Wisdom from the Sportswoman of the Year

Wisdom from the Sportswoman of the Year

Pat Summitt. The name brings to mind excellence, championships and that steely blue gaze that quickly motivates others to perform. She unquestionably set the standard for what every coach in America seeks to create: a winning tradition.

Last fall, she courageously made her diagnosis of early-onset dementia public, causing players and fans alike to rally around her. It would have been easier to keep it private, but leaders like Pat Summitt know the power of influence and willingly step into arenas where that influence can be used for the greater good.

Sports Illustrated named Summitt Sportswoman of the year last December. The article by Alexander Wolff highlighted some of the lessons Summitt learned along her coaching journey and the adjustments she made. There’s so much for us to learn from leaders like Pat Summitt!

A few points from the article that stood out to me (my short thoughts in blue italics):


To practice their craft, both [Summitt & Kryzyzewski, the SportsMan of the Year] reach beyond athletics to borrow from the worlds of management and psychology…For Summitt to coach this way means having team members bring in family scrapbooks to pass around. It means taking personality inventories and sharing the results among players and coaches to sensitize everyone to one another’s peculiarities.

Love this because I use something similar (Real Colors) with teams.
I built a wall of reserve and thought that reserve was the same as authority…I was so busy being tough, I didn’t understand the value of getting to know the players on a deeper level, their real strengths and vulnerabilities.
Can’t overstate the value of getting to know your players as people! Builds trust.
It took a dozen years for Summitt to realize she would get more from her players if she didn’t browbeat and overcoach them.
Most athletes respond better to a more positive approach.
She figured out how to frame criticism as a challenge, to bring out the competitor in each.
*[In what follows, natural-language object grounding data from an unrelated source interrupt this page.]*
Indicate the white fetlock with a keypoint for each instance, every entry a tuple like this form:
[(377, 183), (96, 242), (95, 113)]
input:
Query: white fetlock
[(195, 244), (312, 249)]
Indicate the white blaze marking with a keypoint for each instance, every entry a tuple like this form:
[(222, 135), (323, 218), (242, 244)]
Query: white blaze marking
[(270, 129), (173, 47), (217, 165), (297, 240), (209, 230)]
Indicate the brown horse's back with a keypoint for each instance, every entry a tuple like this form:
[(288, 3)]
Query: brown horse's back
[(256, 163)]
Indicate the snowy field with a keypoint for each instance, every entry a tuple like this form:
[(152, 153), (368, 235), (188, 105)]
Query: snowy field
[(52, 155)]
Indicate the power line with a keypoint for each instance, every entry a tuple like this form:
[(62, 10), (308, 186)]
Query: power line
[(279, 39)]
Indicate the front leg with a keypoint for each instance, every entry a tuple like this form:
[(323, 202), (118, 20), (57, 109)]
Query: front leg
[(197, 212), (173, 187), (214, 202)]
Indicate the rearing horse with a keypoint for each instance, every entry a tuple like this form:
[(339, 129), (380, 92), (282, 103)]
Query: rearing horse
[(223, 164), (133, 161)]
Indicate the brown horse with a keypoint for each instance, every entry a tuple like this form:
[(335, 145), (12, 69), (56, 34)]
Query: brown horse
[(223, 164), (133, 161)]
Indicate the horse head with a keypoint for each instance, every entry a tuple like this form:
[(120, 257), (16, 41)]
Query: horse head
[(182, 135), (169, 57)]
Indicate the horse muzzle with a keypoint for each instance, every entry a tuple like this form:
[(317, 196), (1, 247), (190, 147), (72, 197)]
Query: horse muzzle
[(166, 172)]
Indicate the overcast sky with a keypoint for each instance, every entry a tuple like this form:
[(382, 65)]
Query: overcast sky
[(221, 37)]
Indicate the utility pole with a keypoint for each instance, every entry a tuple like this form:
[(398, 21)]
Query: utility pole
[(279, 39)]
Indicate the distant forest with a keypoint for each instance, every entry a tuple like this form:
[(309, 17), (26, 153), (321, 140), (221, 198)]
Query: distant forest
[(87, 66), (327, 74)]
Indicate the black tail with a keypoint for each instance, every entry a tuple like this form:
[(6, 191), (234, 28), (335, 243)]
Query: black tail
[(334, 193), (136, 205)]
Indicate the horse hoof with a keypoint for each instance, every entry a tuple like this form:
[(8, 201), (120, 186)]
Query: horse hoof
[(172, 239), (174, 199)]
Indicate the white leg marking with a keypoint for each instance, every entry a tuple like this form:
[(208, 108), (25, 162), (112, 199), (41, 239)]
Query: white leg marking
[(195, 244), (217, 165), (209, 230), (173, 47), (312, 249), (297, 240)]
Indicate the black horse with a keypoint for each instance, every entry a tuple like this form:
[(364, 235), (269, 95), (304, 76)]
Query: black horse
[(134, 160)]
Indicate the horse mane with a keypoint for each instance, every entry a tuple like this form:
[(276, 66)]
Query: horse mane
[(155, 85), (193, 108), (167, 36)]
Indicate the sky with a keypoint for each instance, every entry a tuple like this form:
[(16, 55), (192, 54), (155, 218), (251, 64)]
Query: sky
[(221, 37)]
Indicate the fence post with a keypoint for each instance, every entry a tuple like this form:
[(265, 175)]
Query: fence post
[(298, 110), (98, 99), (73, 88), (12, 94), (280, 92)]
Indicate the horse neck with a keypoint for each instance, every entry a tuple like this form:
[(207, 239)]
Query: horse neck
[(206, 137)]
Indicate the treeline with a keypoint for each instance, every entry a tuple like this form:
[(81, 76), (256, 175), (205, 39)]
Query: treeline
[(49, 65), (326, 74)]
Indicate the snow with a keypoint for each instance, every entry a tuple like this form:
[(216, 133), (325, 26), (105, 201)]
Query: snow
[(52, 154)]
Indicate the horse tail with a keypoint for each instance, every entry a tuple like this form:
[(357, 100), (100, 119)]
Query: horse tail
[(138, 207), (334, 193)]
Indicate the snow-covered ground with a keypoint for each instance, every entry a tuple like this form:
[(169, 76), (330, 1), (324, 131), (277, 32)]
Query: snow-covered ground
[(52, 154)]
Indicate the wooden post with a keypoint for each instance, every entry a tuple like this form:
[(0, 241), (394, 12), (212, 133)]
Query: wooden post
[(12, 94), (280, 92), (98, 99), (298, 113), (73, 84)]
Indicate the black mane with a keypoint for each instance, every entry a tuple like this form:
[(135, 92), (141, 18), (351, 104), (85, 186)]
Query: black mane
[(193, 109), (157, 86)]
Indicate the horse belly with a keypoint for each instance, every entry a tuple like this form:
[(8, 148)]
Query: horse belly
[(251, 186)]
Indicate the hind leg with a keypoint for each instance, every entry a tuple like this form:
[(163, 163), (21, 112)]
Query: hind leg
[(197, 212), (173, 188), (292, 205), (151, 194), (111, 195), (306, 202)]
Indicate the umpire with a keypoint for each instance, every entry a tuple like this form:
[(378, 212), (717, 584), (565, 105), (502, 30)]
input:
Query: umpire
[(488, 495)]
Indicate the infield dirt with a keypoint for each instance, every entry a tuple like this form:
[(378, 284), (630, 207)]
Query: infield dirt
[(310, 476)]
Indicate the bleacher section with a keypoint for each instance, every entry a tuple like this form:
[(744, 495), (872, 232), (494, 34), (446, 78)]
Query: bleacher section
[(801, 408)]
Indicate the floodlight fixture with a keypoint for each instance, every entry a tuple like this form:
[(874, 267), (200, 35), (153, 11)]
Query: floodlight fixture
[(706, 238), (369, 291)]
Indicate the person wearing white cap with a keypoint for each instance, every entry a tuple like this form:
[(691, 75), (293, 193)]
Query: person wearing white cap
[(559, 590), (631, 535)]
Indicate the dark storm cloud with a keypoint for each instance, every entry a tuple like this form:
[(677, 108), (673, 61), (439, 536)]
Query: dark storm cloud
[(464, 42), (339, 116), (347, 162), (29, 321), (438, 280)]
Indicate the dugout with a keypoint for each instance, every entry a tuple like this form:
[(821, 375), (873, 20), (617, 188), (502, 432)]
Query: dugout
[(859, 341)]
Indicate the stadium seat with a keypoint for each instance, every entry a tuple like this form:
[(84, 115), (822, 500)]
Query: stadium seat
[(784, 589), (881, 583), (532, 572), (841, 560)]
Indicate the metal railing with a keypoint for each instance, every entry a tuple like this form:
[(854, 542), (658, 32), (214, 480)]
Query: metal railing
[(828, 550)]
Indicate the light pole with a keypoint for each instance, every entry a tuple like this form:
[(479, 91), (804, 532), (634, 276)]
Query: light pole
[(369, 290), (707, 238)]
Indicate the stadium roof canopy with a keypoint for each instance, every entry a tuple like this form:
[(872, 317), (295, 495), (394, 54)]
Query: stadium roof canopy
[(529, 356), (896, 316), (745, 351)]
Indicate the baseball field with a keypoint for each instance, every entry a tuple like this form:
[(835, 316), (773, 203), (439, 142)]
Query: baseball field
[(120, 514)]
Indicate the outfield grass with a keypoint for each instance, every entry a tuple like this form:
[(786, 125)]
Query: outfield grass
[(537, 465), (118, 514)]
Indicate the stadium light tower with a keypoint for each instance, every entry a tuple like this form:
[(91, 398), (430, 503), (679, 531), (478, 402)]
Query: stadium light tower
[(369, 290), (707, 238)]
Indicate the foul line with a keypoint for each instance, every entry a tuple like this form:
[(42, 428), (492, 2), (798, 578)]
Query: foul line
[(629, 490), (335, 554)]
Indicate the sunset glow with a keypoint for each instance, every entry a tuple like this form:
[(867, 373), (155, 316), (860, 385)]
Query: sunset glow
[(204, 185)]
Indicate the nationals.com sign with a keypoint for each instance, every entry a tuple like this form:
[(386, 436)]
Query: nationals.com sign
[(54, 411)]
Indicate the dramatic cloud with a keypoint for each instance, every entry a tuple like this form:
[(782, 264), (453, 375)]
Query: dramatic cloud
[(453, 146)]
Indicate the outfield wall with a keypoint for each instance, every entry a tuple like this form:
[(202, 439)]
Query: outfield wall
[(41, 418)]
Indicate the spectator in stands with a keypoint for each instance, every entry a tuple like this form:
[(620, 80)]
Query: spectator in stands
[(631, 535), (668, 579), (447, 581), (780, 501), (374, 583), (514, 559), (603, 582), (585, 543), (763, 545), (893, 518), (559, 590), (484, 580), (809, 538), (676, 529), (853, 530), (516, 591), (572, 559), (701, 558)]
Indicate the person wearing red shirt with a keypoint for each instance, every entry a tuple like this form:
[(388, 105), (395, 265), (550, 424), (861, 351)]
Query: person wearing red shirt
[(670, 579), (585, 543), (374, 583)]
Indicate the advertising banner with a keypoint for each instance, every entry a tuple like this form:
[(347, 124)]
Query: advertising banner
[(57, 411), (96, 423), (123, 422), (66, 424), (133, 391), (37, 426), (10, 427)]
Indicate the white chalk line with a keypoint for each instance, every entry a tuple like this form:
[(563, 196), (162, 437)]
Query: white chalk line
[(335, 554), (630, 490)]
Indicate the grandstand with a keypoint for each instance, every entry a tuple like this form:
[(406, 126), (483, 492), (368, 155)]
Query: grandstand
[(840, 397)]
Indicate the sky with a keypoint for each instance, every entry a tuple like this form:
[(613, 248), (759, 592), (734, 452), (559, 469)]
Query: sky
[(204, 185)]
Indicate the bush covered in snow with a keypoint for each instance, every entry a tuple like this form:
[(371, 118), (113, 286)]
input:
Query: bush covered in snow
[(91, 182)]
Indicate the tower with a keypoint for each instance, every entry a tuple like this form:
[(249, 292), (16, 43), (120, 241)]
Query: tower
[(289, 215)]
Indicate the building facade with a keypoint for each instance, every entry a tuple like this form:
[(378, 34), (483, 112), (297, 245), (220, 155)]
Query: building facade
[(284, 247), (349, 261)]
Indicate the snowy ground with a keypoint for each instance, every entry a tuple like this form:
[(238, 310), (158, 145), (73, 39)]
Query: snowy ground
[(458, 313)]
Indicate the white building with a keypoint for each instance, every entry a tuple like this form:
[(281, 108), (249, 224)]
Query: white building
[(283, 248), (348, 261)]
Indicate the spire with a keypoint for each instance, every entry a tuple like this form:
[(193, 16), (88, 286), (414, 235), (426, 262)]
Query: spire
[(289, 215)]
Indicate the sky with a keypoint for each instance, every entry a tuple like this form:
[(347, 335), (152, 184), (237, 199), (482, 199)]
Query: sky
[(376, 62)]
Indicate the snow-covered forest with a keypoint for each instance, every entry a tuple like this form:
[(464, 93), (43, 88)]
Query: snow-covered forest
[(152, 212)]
She spared them the humiliating practices in unwashed game jerseys after they returned home from losses, and introduced the scrapbook sessions and personality profiling tool.
Showing respect and love motivates better than humiliation.
I worked everybody so hard because I thought it would make up for my youth and deficiencies. [Now] I was secure in my abilities and I was secure in our players. I had developed relationships with them so I sensed what they needed.
Knowing who you are and who you’re not frees you up to be yourself and focus on your players.